On Wed, 13 Jan 2021 at 19:19, Dmitry Dolgov <9erthali...@gmail.com> wrote:
> > On Sat, Dec 19, 2020 at 01:00:01PM +0800, Craig Ringer wrote:
> >
> > The attached patch set follows on from the discussion in [1] "Add LWLock
> > blocker(s) information" by adding the actual LWLock* and the numeric
> > tranche ID to each LWLock related TRACE_POSTGRESQL_foo tracepoint.
> >
> > This does not provide complete information on blockers, because it's not
> > necessarily valid to compare any two LWLock* pointers between two process
> > address spaces. The locks could be in DSM segments, and those DSM
> segments
> > could be mapped at different addresses.
> >
> > I wasn't able to work out a sensible way to map a LWLock* to any sort of
> > (tranche-id, lock-index) because there's no requirement that locks in a
> > tranche be contiguous or known individually to the lmgr.
> >
> > Despite that, the patches improve the information available for LWLock
> > analysis significantly.
>
> Thanks for the patches, this could be indeed useful. I've looked through
> and haven't noticed any issues with either the tracepoint extensions or
> commentaries, except that I find it is not that clear how trance_id
> indicates a re-initialization here?
>
> /* Re-initialization of individual LWLocks is not permitted */
> Assert(tranche_id >= NUM_INDIVIDUAL_LWLOCKS || !IsUnderPostmaster);
>
There should be no reason for anything to call LWLockInitialize(...) on an
individual LWLock, since they are all initialized during postmaster startup.
Doing so must be a bug.
But that's a trivial change that can be done separately.

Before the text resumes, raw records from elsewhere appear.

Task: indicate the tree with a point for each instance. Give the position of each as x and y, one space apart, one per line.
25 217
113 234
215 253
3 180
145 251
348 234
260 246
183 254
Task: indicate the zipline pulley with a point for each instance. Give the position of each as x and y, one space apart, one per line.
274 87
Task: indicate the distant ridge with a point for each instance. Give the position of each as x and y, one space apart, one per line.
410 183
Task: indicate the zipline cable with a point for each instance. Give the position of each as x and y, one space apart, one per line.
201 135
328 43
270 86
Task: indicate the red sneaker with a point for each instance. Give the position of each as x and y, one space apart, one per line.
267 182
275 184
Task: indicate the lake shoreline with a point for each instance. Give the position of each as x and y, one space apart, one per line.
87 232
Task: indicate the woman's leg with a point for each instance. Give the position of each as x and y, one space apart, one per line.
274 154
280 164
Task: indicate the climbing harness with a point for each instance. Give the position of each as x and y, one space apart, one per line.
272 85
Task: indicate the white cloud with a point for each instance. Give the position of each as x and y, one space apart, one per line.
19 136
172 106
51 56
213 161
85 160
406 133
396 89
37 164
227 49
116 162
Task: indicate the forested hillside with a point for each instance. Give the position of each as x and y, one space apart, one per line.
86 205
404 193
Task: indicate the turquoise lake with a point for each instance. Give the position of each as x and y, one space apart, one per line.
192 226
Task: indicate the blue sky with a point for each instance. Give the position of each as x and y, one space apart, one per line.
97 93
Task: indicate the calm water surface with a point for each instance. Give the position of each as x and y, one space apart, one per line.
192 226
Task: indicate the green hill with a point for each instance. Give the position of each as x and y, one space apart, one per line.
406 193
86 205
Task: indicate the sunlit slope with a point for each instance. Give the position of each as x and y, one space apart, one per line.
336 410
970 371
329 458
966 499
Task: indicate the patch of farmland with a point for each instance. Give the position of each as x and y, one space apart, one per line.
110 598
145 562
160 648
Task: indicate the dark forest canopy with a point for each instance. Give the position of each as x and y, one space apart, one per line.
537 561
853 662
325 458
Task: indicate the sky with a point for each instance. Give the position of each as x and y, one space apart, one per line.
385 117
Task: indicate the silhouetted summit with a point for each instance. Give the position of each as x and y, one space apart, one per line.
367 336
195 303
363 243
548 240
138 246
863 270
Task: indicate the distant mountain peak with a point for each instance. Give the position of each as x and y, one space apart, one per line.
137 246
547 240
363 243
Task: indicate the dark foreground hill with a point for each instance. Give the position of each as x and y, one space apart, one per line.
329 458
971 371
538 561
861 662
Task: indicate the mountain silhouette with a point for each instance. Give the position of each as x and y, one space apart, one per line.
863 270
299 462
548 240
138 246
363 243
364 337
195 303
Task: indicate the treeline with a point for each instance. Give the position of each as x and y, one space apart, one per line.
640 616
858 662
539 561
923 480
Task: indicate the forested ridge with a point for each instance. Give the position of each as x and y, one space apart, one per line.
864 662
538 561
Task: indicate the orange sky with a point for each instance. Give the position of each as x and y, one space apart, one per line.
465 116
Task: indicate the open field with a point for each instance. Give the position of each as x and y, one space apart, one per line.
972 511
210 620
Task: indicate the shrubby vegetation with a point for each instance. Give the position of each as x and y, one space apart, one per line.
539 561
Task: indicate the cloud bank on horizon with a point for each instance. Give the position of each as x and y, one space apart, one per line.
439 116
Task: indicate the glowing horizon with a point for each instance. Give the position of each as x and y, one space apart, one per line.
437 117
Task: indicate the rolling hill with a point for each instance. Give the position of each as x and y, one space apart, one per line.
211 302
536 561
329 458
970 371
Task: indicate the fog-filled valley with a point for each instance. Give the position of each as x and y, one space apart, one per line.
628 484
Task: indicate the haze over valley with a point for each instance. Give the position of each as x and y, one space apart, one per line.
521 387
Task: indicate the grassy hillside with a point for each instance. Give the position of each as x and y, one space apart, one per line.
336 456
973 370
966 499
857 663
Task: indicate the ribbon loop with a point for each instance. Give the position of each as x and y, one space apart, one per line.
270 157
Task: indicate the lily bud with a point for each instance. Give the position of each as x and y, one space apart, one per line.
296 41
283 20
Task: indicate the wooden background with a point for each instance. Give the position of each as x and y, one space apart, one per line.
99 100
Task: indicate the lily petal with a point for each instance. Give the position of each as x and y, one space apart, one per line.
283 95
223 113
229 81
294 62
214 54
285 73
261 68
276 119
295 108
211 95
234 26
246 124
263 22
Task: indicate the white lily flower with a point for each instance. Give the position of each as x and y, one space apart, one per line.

> > Patch 2 adds the tranche id and lock pointer for each trace hit. This
> makes
> > it possible to differentiate between individual locks within a tranche,
> and
> > (so long as they aren't tranches in a DSM segment) compare locks between
> > processes. That means you can do lock-order analysis etc, which was not
> > previously especially feasible.
>
> I'm curious in which kind of situations lock-order analysis could be
> helpful?
>
If code-path 1 does
LWLockAcquire(LockA, LW_EXCLUSIVE);
...
LWLockAcquire(LockB, LW_EXCLUSIVE);
and code-path 2 does:
LWLockAcquire(LockB, LW_EXCLUSIVE);
...
LWLockAcquire(LockA, LW_EXCLUSIVE);
then they're subject to deadlock. But you might not actually hit that often
in test workloads if the timing required for the deadlock to occur is tight
and/or occurs on infrequent operations.
It's not always easy to reason about or prove things about lock order when
they're potentially nested deep within many layers of other calls and
callbacks. Obviously something we try to avoid with LWLocks, but not
impossible.
If you trace a workload and derive all possible nestings of lock acquire
order, you can then prove things about whether there are any possible
ordering conflicts and where they might arise.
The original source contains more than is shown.